Billing in advance inevitably involves adjustments to the bill, as the reality of what happens differs from what was paid ahead. This is true in any industry, but in home care especially, the most complicated and convoluted changes to the schedule are bound to happen.
That means that, with each billing cycle, a rigorous analysis of what was billed vs. what actually happened must be done. The new set of shifts has to be billed along with all the credits and new charges that result from those changes. Doing this manually is time-consuming, confusing, and prone to error.
Rosemark’s Advance Billing Features
With the right tools (software) for home care management, it doesn’t have to be a big headache to bill in advance. Rosemark provides automatic invoice adjustments based on changes to the schedule. If you bill for 5 shifts next week and it ends up being only 4, they get a credit; if they add shifts so it ends up being 6, they’ll get additional charges. Even if the changes involve adjusting the duration or rates of the shifts, these will be accounted for. And these adjustments will be clearly laid out so they don’t have to wonder why their bill changed.

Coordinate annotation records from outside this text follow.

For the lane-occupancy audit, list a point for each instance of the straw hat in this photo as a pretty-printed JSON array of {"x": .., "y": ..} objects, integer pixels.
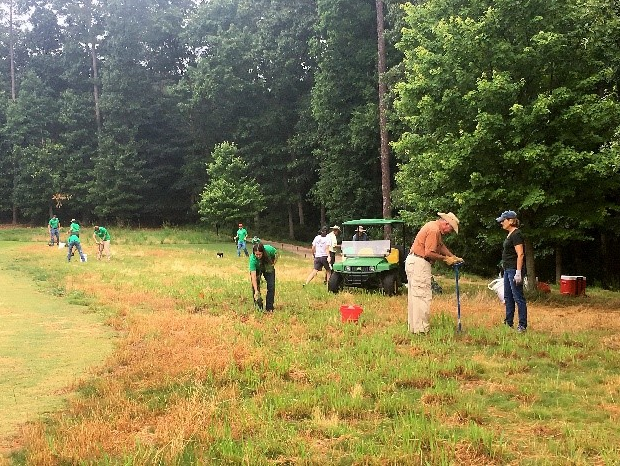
[{"x": 451, "y": 219}]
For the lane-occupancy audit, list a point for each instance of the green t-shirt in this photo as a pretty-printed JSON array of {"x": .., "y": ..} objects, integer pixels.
[
  {"x": 103, "y": 234},
  {"x": 241, "y": 234},
  {"x": 255, "y": 261}
]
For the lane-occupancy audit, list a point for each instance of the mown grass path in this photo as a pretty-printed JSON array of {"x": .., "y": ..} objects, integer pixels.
[{"x": 46, "y": 345}]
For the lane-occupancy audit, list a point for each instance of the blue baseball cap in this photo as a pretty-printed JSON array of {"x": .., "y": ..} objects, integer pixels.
[{"x": 505, "y": 215}]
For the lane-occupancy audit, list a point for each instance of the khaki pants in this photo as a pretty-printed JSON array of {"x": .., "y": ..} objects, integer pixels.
[{"x": 419, "y": 295}]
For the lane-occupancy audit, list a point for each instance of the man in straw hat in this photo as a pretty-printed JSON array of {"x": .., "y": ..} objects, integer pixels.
[{"x": 427, "y": 248}]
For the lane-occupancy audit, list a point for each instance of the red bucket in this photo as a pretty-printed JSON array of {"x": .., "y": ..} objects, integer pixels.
[{"x": 350, "y": 312}]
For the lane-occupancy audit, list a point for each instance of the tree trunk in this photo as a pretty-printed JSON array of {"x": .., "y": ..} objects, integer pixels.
[
  {"x": 530, "y": 265},
  {"x": 291, "y": 223},
  {"x": 12, "y": 52},
  {"x": 93, "y": 55},
  {"x": 300, "y": 211},
  {"x": 385, "y": 149},
  {"x": 13, "y": 95},
  {"x": 558, "y": 264},
  {"x": 95, "y": 68}
]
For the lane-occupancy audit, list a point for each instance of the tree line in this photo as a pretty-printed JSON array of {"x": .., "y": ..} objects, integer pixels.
[{"x": 148, "y": 112}]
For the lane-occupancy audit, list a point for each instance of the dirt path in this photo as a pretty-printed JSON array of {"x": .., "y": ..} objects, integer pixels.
[
  {"x": 301, "y": 250},
  {"x": 46, "y": 345}
]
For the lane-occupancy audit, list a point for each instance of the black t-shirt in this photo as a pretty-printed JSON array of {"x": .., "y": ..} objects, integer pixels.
[{"x": 509, "y": 254}]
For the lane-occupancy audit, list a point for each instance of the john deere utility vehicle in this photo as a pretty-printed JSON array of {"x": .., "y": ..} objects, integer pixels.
[{"x": 374, "y": 263}]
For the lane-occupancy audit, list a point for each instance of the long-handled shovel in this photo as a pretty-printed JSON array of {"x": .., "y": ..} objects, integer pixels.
[{"x": 458, "y": 295}]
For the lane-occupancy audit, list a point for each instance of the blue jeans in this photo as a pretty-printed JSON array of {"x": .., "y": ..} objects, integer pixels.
[
  {"x": 54, "y": 234},
  {"x": 513, "y": 294},
  {"x": 240, "y": 246},
  {"x": 270, "y": 279},
  {"x": 77, "y": 246}
]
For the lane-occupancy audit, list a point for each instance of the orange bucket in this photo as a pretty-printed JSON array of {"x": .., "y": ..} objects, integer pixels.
[{"x": 350, "y": 312}]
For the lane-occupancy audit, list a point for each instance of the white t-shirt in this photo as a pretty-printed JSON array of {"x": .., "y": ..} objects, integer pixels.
[
  {"x": 333, "y": 241},
  {"x": 321, "y": 246}
]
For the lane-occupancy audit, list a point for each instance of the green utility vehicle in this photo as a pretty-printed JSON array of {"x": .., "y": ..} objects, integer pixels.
[{"x": 371, "y": 261}]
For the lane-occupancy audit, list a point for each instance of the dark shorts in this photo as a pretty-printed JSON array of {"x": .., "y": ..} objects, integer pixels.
[{"x": 320, "y": 263}]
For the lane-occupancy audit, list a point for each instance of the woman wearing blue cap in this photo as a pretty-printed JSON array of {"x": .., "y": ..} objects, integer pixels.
[{"x": 513, "y": 259}]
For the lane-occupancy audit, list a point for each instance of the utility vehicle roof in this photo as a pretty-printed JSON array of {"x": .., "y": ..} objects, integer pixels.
[{"x": 374, "y": 221}]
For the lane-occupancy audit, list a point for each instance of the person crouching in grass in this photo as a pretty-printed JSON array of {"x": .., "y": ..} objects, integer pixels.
[
  {"x": 74, "y": 242},
  {"x": 262, "y": 263}
]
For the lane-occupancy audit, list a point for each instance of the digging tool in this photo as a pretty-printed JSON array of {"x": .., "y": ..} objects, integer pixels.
[{"x": 458, "y": 295}]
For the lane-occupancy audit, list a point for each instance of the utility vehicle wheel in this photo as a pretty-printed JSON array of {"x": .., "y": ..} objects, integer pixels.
[
  {"x": 389, "y": 284},
  {"x": 335, "y": 282}
]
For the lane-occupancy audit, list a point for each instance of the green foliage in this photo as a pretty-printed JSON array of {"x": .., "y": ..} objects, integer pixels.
[
  {"x": 230, "y": 195},
  {"x": 344, "y": 105},
  {"x": 509, "y": 106}
]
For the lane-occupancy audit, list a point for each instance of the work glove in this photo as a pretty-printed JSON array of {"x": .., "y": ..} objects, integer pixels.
[
  {"x": 451, "y": 260},
  {"x": 518, "y": 279}
]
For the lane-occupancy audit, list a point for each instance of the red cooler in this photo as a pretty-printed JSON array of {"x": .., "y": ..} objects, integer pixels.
[
  {"x": 350, "y": 313},
  {"x": 573, "y": 285}
]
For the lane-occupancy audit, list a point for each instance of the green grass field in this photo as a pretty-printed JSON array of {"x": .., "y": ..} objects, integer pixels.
[{"x": 199, "y": 377}]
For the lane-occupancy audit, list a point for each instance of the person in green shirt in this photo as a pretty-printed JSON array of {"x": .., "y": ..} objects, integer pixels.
[
  {"x": 74, "y": 228},
  {"x": 74, "y": 242},
  {"x": 102, "y": 238},
  {"x": 262, "y": 263},
  {"x": 53, "y": 227},
  {"x": 242, "y": 234}
]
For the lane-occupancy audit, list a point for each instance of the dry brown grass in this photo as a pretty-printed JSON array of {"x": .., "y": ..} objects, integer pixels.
[{"x": 170, "y": 340}]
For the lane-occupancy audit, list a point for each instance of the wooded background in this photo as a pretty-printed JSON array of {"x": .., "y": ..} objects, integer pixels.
[{"x": 150, "y": 112}]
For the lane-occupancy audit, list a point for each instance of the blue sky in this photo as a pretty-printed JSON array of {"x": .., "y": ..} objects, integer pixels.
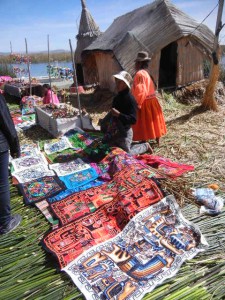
[{"x": 34, "y": 20}]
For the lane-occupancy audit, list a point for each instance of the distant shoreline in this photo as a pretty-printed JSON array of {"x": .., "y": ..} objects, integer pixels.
[{"x": 39, "y": 57}]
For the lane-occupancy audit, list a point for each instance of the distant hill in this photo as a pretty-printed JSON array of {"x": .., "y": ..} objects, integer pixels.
[
  {"x": 37, "y": 57},
  {"x": 38, "y": 52}
]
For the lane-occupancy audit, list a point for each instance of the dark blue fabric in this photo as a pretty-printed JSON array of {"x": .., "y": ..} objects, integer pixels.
[{"x": 4, "y": 189}]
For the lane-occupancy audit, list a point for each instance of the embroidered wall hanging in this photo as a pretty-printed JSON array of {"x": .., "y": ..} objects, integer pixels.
[
  {"x": 32, "y": 173},
  {"x": 41, "y": 188},
  {"x": 71, "y": 167},
  {"x": 57, "y": 145},
  {"x": 150, "y": 249}
]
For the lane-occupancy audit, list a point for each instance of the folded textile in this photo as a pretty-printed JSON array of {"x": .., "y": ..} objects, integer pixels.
[
  {"x": 79, "y": 178},
  {"x": 28, "y": 161},
  {"x": 41, "y": 188},
  {"x": 68, "y": 192},
  {"x": 45, "y": 209},
  {"x": 63, "y": 169},
  {"x": 32, "y": 173},
  {"x": 210, "y": 203},
  {"x": 57, "y": 145},
  {"x": 165, "y": 165},
  {"x": 113, "y": 205},
  {"x": 150, "y": 249}
]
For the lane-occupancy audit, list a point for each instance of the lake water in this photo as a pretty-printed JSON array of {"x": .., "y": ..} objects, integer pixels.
[{"x": 40, "y": 69}]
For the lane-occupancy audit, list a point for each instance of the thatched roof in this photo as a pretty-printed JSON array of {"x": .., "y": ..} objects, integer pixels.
[
  {"x": 150, "y": 28},
  {"x": 88, "y": 31}
]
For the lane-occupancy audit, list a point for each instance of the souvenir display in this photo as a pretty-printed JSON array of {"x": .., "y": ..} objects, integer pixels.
[
  {"x": 32, "y": 173},
  {"x": 149, "y": 250},
  {"x": 79, "y": 178},
  {"x": 57, "y": 145},
  {"x": 41, "y": 188},
  {"x": 26, "y": 162},
  {"x": 70, "y": 167},
  {"x": 29, "y": 103}
]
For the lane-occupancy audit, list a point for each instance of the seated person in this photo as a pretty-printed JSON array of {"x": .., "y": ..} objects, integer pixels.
[
  {"x": 117, "y": 123},
  {"x": 49, "y": 95}
]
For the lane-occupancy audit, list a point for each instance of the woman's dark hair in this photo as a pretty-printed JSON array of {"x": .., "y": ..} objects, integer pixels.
[
  {"x": 47, "y": 86},
  {"x": 143, "y": 64}
]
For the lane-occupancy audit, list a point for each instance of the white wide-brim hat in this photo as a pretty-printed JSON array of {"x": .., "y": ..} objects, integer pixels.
[{"x": 125, "y": 77}]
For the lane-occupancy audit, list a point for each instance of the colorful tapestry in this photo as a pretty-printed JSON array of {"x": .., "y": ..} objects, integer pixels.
[
  {"x": 130, "y": 200},
  {"x": 57, "y": 145},
  {"x": 25, "y": 162},
  {"x": 114, "y": 204},
  {"x": 32, "y": 173},
  {"x": 40, "y": 189},
  {"x": 29, "y": 103},
  {"x": 165, "y": 165},
  {"x": 68, "y": 192},
  {"x": 79, "y": 178},
  {"x": 150, "y": 249},
  {"x": 68, "y": 168},
  {"x": 83, "y": 145},
  {"x": 45, "y": 209}
]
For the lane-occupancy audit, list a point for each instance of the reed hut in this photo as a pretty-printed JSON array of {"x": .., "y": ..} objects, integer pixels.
[
  {"x": 88, "y": 32},
  {"x": 177, "y": 44}
]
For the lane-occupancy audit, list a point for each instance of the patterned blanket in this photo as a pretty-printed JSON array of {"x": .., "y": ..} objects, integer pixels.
[{"x": 150, "y": 249}]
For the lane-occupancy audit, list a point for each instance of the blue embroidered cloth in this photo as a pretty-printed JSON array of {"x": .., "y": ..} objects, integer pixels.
[{"x": 68, "y": 192}]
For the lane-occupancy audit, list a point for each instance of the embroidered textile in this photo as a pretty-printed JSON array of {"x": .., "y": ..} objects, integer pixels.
[
  {"x": 57, "y": 145},
  {"x": 26, "y": 162},
  {"x": 150, "y": 249},
  {"x": 45, "y": 209},
  {"x": 68, "y": 192},
  {"x": 41, "y": 188},
  {"x": 165, "y": 165},
  {"x": 79, "y": 178},
  {"x": 113, "y": 203},
  {"x": 32, "y": 173},
  {"x": 129, "y": 199},
  {"x": 71, "y": 167}
]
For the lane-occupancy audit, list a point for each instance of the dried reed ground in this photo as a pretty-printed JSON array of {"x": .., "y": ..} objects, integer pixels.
[{"x": 193, "y": 137}]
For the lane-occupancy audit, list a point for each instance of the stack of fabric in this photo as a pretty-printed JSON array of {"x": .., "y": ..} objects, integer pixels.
[{"x": 115, "y": 231}]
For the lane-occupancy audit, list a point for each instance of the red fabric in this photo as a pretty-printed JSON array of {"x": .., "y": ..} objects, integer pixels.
[
  {"x": 112, "y": 206},
  {"x": 50, "y": 99},
  {"x": 150, "y": 120},
  {"x": 166, "y": 166}
]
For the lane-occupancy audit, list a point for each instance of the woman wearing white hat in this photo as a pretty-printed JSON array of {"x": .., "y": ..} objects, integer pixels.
[{"x": 117, "y": 123}]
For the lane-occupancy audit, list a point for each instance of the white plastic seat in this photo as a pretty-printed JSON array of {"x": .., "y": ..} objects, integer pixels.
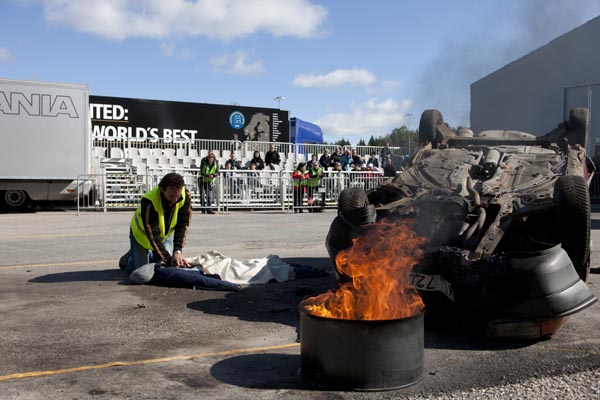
[{"x": 116, "y": 152}]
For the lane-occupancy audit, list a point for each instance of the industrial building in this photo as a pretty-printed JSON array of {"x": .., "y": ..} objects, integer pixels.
[{"x": 535, "y": 93}]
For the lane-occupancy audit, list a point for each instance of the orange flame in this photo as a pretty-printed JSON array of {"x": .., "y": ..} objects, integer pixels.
[{"x": 379, "y": 263}]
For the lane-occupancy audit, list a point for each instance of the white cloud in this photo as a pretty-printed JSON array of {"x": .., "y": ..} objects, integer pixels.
[
  {"x": 159, "y": 19},
  {"x": 363, "y": 120},
  {"x": 339, "y": 77},
  {"x": 4, "y": 54},
  {"x": 169, "y": 49},
  {"x": 236, "y": 64}
]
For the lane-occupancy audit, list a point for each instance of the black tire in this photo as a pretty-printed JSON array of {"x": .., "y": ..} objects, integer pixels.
[
  {"x": 351, "y": 198},
  {"x": 14, "y": 200},
  {"x": 579, "y": 123},
  {"x": 430, "y": 119},
  {"x": 572, "y": 199}
]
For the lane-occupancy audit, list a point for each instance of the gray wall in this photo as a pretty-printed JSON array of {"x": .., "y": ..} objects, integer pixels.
[{"x": 529, "y": 93}]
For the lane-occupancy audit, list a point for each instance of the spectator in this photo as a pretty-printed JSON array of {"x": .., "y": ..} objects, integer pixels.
[
  {"x": 253, "y": 176},
  {"x": 325, "y": 159},
  {"x": 315, "y": 173},
  {"x": 257, "y": 159},
  {"x": 299, "y": 178},
  {"x": 347, "y": 161},
  {"x": 373, "y": 160},
  {"x": 272, "y": 156},
  {"x": 338, "y": 178},
  {"x": 386, "y": 154},
  {"x": 235, "y": 163},
  {"x": 209, "y": 169},
  {"x": 389, "y": 170},
  {"x": 335, "y": 157},
  {"x": 231, "y": 181},
  {"x": 356, "y": 158}
]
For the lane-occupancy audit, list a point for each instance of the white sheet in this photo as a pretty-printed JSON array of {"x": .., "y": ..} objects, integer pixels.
[{"x": 260, "y": 270}]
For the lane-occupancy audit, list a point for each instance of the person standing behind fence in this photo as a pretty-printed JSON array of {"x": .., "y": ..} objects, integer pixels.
[
  {"x": 347, "y": 160},
  {"x": 389, "y": 170},
  {"x": 314, "y": 174},
  {"x": 335, "y": 157},
  {"x": 272, "y": 156},
  {"x": 257, "y": 159},
  {"x": 373, "y": 160},
  {"x": 209, "y": 169},
  {"x": 325, "y": 159},
  {"x": 299, "y": 178},
  {"x": 386, "y": 154}
]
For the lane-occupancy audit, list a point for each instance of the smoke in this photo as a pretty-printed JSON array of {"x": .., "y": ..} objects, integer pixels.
[{"x": 513, "y": 28}]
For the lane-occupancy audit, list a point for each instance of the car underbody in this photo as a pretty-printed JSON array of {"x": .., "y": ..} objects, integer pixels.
[{"x": 507, "y": 219}]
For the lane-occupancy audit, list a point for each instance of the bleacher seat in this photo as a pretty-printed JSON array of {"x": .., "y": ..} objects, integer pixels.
[
  {"x": 99, "y": 152},
  {"x": 116, "y": 152},
  {"x": 144, "y": 152}
]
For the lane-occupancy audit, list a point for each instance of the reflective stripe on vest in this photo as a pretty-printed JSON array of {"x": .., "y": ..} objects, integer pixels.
[
  {"x": 137, "y": 222},
  {"x": 316, "y": 179},
  {"x": 207, "y": 169}
]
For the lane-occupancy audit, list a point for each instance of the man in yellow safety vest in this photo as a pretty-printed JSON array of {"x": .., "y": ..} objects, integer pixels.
[{"x": 159, "y": 225}]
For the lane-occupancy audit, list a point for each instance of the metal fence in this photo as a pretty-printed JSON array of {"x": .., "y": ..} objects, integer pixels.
[{"x": 232, "y": 189}]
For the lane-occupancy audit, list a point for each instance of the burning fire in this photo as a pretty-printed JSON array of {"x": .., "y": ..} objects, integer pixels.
[{"x": 379, "y": 263}]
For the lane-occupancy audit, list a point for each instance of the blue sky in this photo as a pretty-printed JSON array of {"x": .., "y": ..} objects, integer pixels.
[{"x": 354, "y": 67}]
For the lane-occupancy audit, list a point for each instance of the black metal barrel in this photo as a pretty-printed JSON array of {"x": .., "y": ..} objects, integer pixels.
[{"x": 361, "y": 355}]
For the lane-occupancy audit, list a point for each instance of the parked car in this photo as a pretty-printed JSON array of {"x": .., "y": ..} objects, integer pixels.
[{"x": 506, "y": 215}]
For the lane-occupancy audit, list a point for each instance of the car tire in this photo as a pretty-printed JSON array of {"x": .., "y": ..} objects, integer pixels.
[
  {"x": 578, "y": 126},
  {"x": 352, "y": 198},
  {"x": 430, "y": 119},
  {"x": 14, "y": 200},
  {"x": 572, "y": 199}
]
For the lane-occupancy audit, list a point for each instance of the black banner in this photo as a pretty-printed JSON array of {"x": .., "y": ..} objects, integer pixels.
[{"x": 124, "y": 119}]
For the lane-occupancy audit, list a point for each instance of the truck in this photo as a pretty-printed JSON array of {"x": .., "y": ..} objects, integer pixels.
[
  {"x": 303, "y": 134},
  {"x": 46, "y": 142}
]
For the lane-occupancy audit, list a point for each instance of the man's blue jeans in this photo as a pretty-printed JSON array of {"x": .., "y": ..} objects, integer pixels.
[{"x": 139, "y": 256}]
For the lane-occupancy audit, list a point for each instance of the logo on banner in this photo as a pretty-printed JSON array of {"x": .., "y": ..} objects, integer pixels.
[{"x": 237, "y": 120}]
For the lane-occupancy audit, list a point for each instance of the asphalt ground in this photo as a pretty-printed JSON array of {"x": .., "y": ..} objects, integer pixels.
[{"x": 72, "y": 328}]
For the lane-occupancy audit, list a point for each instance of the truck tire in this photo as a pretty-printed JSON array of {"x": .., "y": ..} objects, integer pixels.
[
  {"x": 14, "y": 200},
  {"x": 578, "y": 126},
  {"x": 572, "y": 199},
  {"x": 430, "y": 119}
]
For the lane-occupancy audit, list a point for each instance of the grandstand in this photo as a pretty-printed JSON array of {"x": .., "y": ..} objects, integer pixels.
[{"x": 123, "y": 170}]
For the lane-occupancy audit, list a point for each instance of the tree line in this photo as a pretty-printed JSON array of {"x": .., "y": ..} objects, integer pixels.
[{"x": 399, "y": 137}]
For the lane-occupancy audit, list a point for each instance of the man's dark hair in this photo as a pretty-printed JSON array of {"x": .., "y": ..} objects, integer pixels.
[{"x": 171, "y": 180}]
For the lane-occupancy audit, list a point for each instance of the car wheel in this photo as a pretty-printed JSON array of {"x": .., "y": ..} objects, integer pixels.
[
  {"x": 572, "y": 199},
  {"x": 430, "y": 119},
  {"x": 578, "y": 125},
  {"x": 352, "y": 198},
  {"x": 14, "y": 200}
]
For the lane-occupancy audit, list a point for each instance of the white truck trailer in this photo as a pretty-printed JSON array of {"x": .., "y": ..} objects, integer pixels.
[{"x": 45, "y": 142}]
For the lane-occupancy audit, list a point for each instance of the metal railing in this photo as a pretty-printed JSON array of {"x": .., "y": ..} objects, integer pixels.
[{"x": 232, "y": 189}]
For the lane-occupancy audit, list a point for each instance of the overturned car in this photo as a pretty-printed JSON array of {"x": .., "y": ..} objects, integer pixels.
[{"x": 506, "y": 217}]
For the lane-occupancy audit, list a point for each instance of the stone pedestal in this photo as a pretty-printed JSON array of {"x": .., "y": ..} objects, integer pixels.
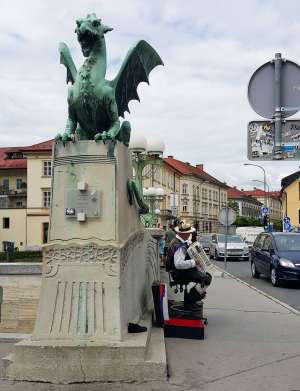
[{"x": 98, "y": 268}]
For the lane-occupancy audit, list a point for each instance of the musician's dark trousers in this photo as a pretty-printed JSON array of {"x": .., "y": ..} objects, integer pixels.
[{"x": 202, "y": 280}]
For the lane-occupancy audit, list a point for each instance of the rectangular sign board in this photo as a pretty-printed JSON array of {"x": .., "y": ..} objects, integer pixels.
[{"x": 261, "y": 140}]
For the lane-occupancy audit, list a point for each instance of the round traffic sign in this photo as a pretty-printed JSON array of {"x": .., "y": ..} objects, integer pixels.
[
  {"x": 227, "y": 216},
  {"x": 261, "y": 89}
]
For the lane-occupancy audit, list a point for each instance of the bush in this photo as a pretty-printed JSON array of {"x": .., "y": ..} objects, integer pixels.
[{"x": 22, "y": 256}]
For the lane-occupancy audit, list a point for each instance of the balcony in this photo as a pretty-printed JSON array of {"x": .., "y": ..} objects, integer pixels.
[{"x": 14, "y": 193}]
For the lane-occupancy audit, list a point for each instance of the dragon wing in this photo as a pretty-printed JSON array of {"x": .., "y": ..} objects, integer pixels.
[
  {"x": 67, "y": 61},
  {"x": 137, "y": 65}
]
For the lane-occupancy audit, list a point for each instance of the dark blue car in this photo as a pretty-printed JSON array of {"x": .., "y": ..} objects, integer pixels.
[{"x": 276, "y": 255}]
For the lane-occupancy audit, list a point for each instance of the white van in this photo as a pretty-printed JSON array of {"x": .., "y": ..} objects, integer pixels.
[{"x": 249, "y": 234}]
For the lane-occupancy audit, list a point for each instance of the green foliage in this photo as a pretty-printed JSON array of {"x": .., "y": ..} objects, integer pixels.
[
  {"x": 277, "y": 225},
  {"x": 22, "y": 256},
  {"x": 247, "y": 222}
]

But I Don’t Bill In Advance…
That’s OK. Rosemark’s automatic billing adjustment tool is a powerful feature that will save time and prevent headaches even for those agencies that don’t bill in advance. All your staff has to do is keep the schedule up-to-date and accurate and the adjustments take care of themselves. Customers feel more confident in you because they know what’s going on, and they see that, even when a mistake was in your favor, they can trust you to correct it.
Now you’ve got cash flow and there’s wind in your sails!